If a question only asks for the "sum of values" or "product of values" resulting from an equation, try to manipulate it into a standard polynomial. You can then use Vieta's formulas to find the answer instantly without having to actually calculate the individual roots!

Answer 1

The Correct Option is A

Step 1: Understanding the Question:
We are given two functions, $f(x)$ and $g(x)$. We must first compute their respective inverse functions, set their sum equal to $19/6$, and then find the sum of the roots of the resulting equation.
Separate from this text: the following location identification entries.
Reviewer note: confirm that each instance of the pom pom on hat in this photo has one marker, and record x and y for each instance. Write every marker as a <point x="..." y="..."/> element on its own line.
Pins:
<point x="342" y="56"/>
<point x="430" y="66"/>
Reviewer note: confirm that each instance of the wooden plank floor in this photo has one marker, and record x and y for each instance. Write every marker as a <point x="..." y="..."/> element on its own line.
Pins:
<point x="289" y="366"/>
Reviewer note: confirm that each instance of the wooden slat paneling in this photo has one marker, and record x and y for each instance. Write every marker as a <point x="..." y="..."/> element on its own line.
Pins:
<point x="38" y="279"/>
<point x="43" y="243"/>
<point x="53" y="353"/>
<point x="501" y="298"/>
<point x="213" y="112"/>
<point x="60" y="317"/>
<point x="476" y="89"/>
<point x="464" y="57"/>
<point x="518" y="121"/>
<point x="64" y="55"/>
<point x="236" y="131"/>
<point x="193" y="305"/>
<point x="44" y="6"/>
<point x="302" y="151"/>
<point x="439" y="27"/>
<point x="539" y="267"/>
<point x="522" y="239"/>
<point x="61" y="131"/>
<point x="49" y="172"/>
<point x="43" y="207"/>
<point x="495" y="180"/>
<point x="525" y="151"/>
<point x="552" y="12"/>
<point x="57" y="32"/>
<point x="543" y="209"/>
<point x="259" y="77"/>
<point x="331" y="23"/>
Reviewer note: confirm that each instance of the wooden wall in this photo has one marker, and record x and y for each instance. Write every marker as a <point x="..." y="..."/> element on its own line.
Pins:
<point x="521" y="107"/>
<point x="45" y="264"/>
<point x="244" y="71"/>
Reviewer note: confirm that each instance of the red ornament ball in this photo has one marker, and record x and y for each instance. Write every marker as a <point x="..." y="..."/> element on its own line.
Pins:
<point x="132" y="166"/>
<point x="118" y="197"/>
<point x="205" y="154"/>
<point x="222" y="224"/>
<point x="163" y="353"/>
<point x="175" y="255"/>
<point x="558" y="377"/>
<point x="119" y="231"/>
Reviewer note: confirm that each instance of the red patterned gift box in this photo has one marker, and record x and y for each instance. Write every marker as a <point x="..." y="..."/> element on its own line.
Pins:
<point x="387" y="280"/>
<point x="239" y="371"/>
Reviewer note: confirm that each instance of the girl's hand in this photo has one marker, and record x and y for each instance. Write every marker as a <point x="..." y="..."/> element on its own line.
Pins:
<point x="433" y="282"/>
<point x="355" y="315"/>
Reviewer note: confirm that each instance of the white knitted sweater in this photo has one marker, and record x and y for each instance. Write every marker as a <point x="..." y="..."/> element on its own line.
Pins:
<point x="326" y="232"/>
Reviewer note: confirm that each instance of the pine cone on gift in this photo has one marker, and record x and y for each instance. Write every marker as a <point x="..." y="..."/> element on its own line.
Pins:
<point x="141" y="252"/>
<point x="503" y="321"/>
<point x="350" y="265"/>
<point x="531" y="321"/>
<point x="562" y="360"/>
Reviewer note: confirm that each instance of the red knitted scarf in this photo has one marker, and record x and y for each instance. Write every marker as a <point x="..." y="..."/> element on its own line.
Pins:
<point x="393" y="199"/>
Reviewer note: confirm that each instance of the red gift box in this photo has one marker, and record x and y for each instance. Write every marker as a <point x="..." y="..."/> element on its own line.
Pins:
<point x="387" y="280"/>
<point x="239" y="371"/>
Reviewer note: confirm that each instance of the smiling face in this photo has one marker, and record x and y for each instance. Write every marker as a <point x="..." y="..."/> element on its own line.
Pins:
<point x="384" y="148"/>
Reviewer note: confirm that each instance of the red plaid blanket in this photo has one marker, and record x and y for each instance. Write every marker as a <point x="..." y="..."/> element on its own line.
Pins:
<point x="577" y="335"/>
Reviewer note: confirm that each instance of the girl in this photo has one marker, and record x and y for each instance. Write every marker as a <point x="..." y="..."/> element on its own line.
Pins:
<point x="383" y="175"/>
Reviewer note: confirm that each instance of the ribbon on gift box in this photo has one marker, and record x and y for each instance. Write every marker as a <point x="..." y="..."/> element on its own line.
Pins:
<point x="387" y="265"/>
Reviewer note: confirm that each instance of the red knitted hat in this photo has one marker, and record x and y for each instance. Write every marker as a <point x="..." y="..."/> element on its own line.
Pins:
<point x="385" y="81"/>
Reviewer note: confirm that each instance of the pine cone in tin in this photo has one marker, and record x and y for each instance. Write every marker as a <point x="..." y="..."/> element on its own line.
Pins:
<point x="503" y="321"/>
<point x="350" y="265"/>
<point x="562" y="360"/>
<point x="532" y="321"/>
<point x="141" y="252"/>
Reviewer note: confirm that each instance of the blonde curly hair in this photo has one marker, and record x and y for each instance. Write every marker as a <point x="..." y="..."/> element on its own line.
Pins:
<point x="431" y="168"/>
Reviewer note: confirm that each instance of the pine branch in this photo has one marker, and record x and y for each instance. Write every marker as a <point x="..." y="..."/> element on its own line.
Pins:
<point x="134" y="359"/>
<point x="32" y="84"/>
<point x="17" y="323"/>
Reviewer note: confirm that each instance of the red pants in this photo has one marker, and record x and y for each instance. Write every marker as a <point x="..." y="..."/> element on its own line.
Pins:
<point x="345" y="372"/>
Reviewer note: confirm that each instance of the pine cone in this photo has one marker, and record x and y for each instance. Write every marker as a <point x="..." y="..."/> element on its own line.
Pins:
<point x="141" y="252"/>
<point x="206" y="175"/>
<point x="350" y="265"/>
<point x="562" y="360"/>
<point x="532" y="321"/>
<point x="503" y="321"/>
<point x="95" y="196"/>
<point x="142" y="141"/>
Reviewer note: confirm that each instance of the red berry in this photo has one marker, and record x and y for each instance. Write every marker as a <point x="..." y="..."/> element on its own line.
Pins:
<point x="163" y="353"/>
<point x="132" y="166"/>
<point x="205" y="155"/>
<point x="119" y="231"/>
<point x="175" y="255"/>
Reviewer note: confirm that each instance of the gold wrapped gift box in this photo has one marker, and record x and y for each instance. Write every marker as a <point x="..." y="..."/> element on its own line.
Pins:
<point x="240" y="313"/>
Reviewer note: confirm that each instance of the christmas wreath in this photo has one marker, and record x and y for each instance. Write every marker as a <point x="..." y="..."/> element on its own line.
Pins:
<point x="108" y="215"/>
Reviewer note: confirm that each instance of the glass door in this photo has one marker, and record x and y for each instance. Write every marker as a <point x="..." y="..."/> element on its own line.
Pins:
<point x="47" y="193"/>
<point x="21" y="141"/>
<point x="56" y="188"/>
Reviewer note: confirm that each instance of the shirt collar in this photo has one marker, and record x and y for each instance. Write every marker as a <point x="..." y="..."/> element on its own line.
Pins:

Step 2: Detailed Explanation:
First, find the inverse function $f^{-1}(x)$. Set $f(y) = x$:
$$x = \frac{y-3}{y-2}$$
Solve for $y$:
$$x(y-2) = y-3 \implies xy - 2x = y - 3 \implies xy - y = 2x - 3 \implies y(x-1) = 2x-3$$
$$y = f^{-1}(x) = \frac{2x-3}{x-1}$$
Next, find the inverse function $g^{-1}(x)$. Set $g(y) = x$:
$$x = 3y - 2 \implies y = g^{-1}(x) = \frac{x+2}{3}$$
Now, substitute the inverses into the given equation:
$$\frac{2x-3}{x-1} + \frac{x+2}{3} = \frac{19}{6}$$
Find a common denominator and multiply the entire equation by $6(x-1)$ to eliminate fractions:
$$6(2x-3) + 2(x+2)(x-1) = 19(x-1)$$
Expand all terms:
$$12x - 18 + 2(x^2 + x - 2) = 19x - 19$$
$$12x - 18 + 2x^2 + 2x - 4 = 19x - 19$$
Group like terms:
$$2x^2 + 14x - 22 = 19x - 19$$
Move all terms to one side to form a standard quadratic equation:
$$2x^2 + (14x - 19x) + (-22 + 19) = 0$$
$$2x^2 - 5x - 3 = 0$$
The question asks for the sum of all values of $x$ (the roots). According to Vieta's formulas for a quadratic $ax^2 + bx + c = 0$, the sum of roots is $-b/a$:
$$\text{Sum of roots} = -\frac{(-5)}{2} = \frac{5}{2}$$

Step 4: Final Answer:
The sum of all values is 5/2, which corresponds to option (a).